Notes from the floor

  • The new format is two weeks old and already has two governments. Cali Commander — ex-NFL lineman Cassius Marsh's 1v1 Commander variant (30 life, fast mana and tutors legal, community-voted banlist that's already freed Mana Crypt, Jeweled Lotus, and Dockside) — runs its first event July 19 at Marsh's own store. The floor's verdict so far: "Duel Commander with a worse banlist," plus side-eye at Marsh openly shopping for the very cards getting unbanned. Meanwhile, calicommander.com belongs to a rival crew running a competing inaugural — Denver parking lot, $1k cash, proxies welcome. The format's first mirror match is over the name.

  • Riot is stuffing TFT and Riftbound into one Vegas weekend. Convergence Fest, December 11–13: a 1,024-player TFT open plus Riftbound's second NA Regional, with artist alley, showmatches, and a commemorative card bundled into the three-day pass. Tickets hit rolling Fan First windows in August. The Teemo hat is a paid add-on, obviously.

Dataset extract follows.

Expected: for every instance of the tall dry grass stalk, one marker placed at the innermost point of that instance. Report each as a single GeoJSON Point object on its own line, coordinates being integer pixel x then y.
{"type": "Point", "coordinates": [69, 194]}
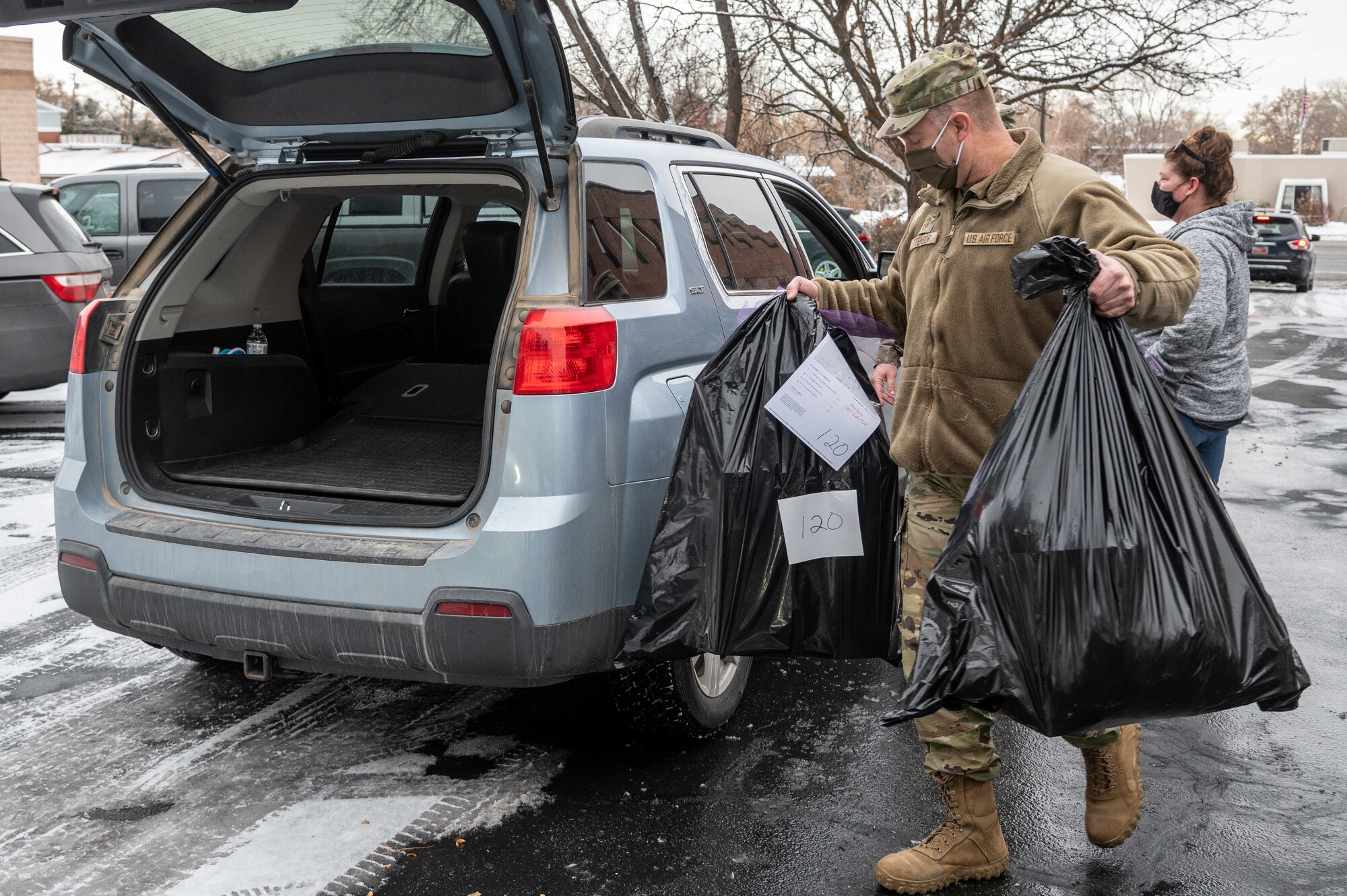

  • One Piece players want a bouncer at the product line. A viral July 6 claim that Bandai will require TCG+ tournament history to buy certain products split the room clean: competitive players cheered it as anti-scalper armor, collectors called it gatekeeping, and the sharpest replies asked how new players get tournament history if they can't buy the game first. Bandai hasn't confirmed a word of it. The argument didn't need them to.